Data Science Final Project

Introduction

There are many UFO reports across the United States categorized by event date, state, shape of UFO and date posted.Our project tends to analyze correlation between UFO reports and other data, like GIS and weather. Our project tends to analyze correlation between UFO reports and other data, like GIS and weather.

Questions of interest

  1. How can we predict when and where UFO will appear, and the trend of its occurrence?
  2. With so many UFO reports, how can we figure out which of these UFO reports are fake?
  3. Are there any relationships between UFOs features or characteristics with corresponding weather or GIS information?

Data structure

Data source: The National UFO Reporting Center Online Database

Data structure:

UFO report data before cleaning:

        b'\\r\\n2/22/17 19:30\\r\\nSwanville\\r\\nME\\r\\nLight\\r\\n45 minutes\\r\\nBright pulsating white light brighter than Venus in vicinity of Swanville, ME.  ((anonymous report)) ((NUFORC Note:  Venus.  PD))\\r\\n2/22/17\\r\\n\\r\\n'
      

UFO report data after cleaning:

        b'time'   b'city'   b'state'  b'shape'  b'duration' b'summary'
        
        b'2/22/17 19:30'  b'Swanville'  b'ME'   b'Light'  b'45 minutes' b'Bright pulsating white light brighter than Venus in vicinity of Swanville, ME.  ((anonymous report)) ((NUFORC Note:  Venus.  PD))' 
      

Method & Technology

Predicting about UFO needs correlation of many sources of data, including the UFO-report data, geography information, and the weather. UFO Reports is the basic data of our system. There are 5 steps regarding our data:

  1. Creating database of GIS, UFO-Reports and weather.
  2. Using NLP technology to analyze summary data in the UFO Reports data. To extract features about UFO. Creating chart (style, color, characteristics) of UFO.
  3. Indexed by date and location data of UFO Reports, scraping the corresponding GIS and weather data, and integrating them together.
  4. Using machine-learning or neural network to train our data, figure out patterns and correlation between UFO witness with GIS and weather at that time.
  5. Combining the information entered by user and weather forecasting data to do prediction In order to predict the possibility to see an UFO in the future.

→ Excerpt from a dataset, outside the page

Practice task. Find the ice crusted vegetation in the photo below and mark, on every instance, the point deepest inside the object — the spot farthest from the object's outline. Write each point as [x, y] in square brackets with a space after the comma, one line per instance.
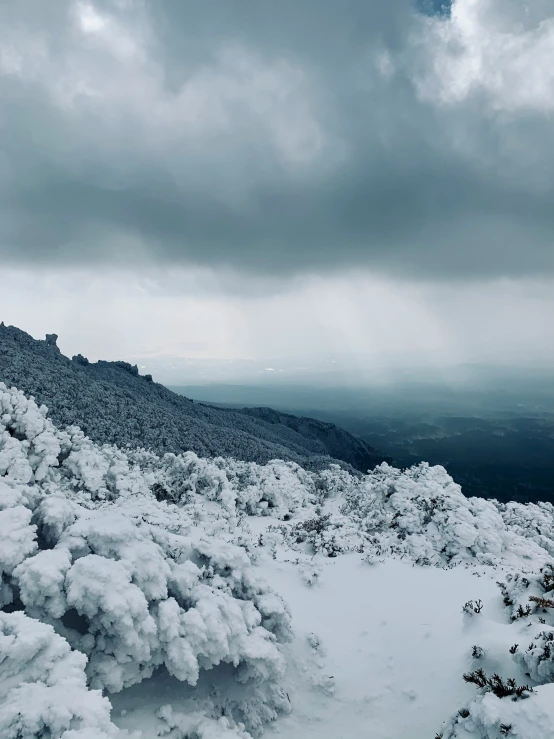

We will use SQLite to store our data. We will create a system based in python that does Natural Language Processing, Classification and generating statistical results. With UFO-witness summaries, we are able to extract high probability features of UFO occurrence, such as shape, color, movement, brightness. We would then use these data to generate charts of all documented UFO characteristics. With time, location and weather data we could used to predict future events of UFO. By user inputting desired destination, time and weather condition, our system will generate a probability one would encounter UFO appearance. We will also build an interactive front-end for users to change parameters and see results.

Visualization

We will incorporate HTML5 + CSS3 with Python Server to create a modern interactive web application. Users will be able to access using a computer or smartphone. By selecting parameters such as weather, location, and time, users will see the likelihood of an UFO occurrence. Users could also see visualizations of statistical data by selecting criteria such as time of the day, day of the month, month of the year, places, shapes, weather conditions etc. Finally we will provide a text-area where users could enter UFO reports, and our application will give probability of whether such report is a hoax or not based on analyzing the existing language contents of UFO events.

We will use D3, CG to create charts that show the features we extract from the witness summary data. D3 creates visualization of Big Data analysis results. Map to show the distribution of UFO witnesses, as well as visualizes their relation with weather and GIS. All of the above can be shown on a website.

What to Do

We are now working on Google Map API, to make map visualization of our witness report data. We are also on our way to create database.